Andere Länder, andere Sitten

Brunhild, eigentlich eine klassische Stadttheaterschönheit mit Schauspielschuldiktion, zerschlägt den Zivilisationsfirnis, wenn sie auf allen Vieren die Rampe in den Zuschauerraum hochrast und viehisch hechelt. Als sie von Gunther als Ehefrau nach Worms geführt wird, entledigt sie sich mitten in der Willkommenszeremonie ihrer Kleidung. "Andere Länder, andere Sitten", versucht Gunther hastig zu beruhigen, doch er kann nicht verhehlen, dass hier etwas ganz und gar Fremdes in den geordneten Burgunderfrieden bricht.

Die Konsequenzen erahnt er nicht. Genauso wenig wie die anderen hilflosen Menschen, die hier liebevoll, jämmerlich und sehr genau gezeigt werden: weder die kindliche und trotzige Kriemhild (Patrycia Ziolkowska), die spürt, dass Siegfried und Brunhild sich einmal geliebt hatten, noch der teamfähige und ergebnisorientierte Hagen, der den Staat schützen will (Michael Wittenborn).

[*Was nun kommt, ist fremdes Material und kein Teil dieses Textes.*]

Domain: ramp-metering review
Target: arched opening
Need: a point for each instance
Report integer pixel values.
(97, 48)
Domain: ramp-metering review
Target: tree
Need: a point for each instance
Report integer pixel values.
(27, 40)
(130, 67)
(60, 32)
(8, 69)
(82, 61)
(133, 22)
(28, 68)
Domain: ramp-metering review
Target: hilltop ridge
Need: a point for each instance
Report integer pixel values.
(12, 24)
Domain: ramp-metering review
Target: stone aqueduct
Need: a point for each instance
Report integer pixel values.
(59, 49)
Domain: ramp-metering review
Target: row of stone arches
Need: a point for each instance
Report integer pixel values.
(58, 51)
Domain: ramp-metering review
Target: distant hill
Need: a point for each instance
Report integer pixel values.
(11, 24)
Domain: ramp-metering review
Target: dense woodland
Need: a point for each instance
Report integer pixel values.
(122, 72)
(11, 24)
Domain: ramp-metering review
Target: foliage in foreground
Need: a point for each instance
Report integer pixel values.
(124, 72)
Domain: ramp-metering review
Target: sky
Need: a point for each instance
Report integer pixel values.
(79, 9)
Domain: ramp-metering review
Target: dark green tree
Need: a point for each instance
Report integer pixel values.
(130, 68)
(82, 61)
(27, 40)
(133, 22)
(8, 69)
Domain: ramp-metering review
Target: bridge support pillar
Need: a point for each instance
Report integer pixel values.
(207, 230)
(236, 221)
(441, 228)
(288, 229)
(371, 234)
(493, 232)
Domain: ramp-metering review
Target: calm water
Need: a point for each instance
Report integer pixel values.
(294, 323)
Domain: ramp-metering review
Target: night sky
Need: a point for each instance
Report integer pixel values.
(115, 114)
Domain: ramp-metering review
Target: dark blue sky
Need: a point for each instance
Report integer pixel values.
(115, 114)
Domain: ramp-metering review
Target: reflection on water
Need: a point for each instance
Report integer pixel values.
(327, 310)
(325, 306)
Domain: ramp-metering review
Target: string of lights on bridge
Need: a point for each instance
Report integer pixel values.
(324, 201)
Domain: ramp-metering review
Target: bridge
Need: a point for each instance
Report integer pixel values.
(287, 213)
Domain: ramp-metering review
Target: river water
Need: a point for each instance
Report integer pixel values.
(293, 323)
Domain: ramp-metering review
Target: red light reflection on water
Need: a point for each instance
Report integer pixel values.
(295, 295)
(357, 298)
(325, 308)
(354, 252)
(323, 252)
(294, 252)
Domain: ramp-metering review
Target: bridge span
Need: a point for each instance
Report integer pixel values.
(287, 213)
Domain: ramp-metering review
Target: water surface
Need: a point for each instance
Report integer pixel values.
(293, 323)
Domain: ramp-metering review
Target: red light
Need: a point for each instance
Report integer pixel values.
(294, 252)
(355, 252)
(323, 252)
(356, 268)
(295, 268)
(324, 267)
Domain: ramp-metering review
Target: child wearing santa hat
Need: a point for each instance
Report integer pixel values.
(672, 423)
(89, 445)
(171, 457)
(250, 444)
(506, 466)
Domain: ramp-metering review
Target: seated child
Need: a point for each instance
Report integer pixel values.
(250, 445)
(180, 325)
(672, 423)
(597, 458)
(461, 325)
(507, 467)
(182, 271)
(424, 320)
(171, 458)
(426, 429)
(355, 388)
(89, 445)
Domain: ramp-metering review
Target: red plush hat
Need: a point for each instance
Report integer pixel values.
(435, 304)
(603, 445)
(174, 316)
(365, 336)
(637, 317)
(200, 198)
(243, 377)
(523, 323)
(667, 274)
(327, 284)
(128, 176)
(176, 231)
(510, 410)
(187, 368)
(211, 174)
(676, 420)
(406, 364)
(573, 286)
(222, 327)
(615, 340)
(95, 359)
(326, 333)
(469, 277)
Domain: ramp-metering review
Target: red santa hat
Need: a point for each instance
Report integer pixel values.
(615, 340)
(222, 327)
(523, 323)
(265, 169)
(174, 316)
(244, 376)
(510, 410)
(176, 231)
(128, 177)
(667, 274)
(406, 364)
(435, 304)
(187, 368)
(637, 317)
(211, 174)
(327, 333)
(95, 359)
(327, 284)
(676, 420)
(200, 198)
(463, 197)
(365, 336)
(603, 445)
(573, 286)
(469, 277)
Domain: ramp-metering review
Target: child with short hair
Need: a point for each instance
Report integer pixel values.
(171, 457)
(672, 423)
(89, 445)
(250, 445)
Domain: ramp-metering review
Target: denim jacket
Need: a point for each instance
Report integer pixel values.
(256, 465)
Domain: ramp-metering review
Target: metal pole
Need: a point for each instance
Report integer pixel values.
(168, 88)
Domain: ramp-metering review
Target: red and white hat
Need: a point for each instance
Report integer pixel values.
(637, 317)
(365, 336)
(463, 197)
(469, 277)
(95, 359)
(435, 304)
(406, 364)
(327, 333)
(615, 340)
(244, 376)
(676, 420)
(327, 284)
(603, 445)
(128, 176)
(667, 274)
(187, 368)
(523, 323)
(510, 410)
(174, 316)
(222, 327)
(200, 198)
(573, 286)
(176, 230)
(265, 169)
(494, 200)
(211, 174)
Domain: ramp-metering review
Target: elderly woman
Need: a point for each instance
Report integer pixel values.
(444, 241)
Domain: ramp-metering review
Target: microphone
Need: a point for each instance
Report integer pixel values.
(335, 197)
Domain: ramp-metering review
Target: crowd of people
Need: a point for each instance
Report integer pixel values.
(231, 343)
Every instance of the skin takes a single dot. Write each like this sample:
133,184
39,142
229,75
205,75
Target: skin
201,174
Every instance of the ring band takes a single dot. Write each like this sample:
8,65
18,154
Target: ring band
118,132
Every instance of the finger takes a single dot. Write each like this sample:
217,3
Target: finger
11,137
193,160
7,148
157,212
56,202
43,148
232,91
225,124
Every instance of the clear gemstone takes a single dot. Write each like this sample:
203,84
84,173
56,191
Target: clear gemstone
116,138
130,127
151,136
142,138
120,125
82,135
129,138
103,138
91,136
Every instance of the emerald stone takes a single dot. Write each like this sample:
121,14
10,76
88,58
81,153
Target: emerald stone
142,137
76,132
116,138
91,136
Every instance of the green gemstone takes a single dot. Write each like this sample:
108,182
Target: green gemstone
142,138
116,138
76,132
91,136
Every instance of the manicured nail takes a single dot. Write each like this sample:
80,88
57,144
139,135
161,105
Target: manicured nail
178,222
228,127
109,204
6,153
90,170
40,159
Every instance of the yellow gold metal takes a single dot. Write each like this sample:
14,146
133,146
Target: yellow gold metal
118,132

"Die Nibelungen" sind bei Karin Beier ein bitterböser Spiegel auf die armselige Spezies Mensch, die versucht, taktisch zu denken, und doch nicht über den nächsten Wimpernschlag hinauskommt. Doch zunächst wirkt alles nur wie ein bösartiger Kampf zwischen zwei eifersüchtigen Frauen. Als Kriemhild das Geheimnis der Machtverteilung zwischen Siegfried und Gunther entdeckt, muss Siegfried sterben, weil er sonst die Staatsordnung gefährdet.

Vom Helden naschen

In einem Wald aus Topftannen beugt sich der vertrauensselig nackte Siegfried über einen Wassereimer, und nachdem Hagen das Schwert in den Boden gerammt hat, stirbt er minutenlang, rennt um die Kisten und trinkt dabei weiter, der Held, der es nicht fassen kann und dessen Begierden nie mehr gestillt werden – eine verstörende Szene. Zum Schluss steckt Hagen den Finger in seine Wunde und leckt ein wenig davon, wie um ein kleines Stückchen Held zu naschen. Kriemhild im weißen Kleid entdeckt den nackten Toten und hält ihn wie eine wahnsinnige Schmerzensmadonna schreiend im Arm.

Nach der Pause ist sie eine furchtbare schwarze Witwe geworden, und das finanzklamme Worms versinkt in Agonie: Hagen strampelt sich auf dem Hometrainer ab, um es mit Energie zu versorgen, Gunther versackt mit dickem Bauch, Pizza und Teddybär auf dem Sofa, und Brunhild ist zum blondierten, trippelnden Nichts geworden. Der Hunnenkönig Etzel ist die letzte Rettung für alle Beteiligten: Josef Ostendorf spielt ihn als gewaltigen, in Goldtuch eingeschlagenen, lethargisch-sanftmütig Liebenden mit distanziertem Hall in der Stimme. Über dem Hunnenreich prangen chinesische Zeichen und Lotusblüten, ein Kind in Pink spielt selbstvergessen auf dem Boden.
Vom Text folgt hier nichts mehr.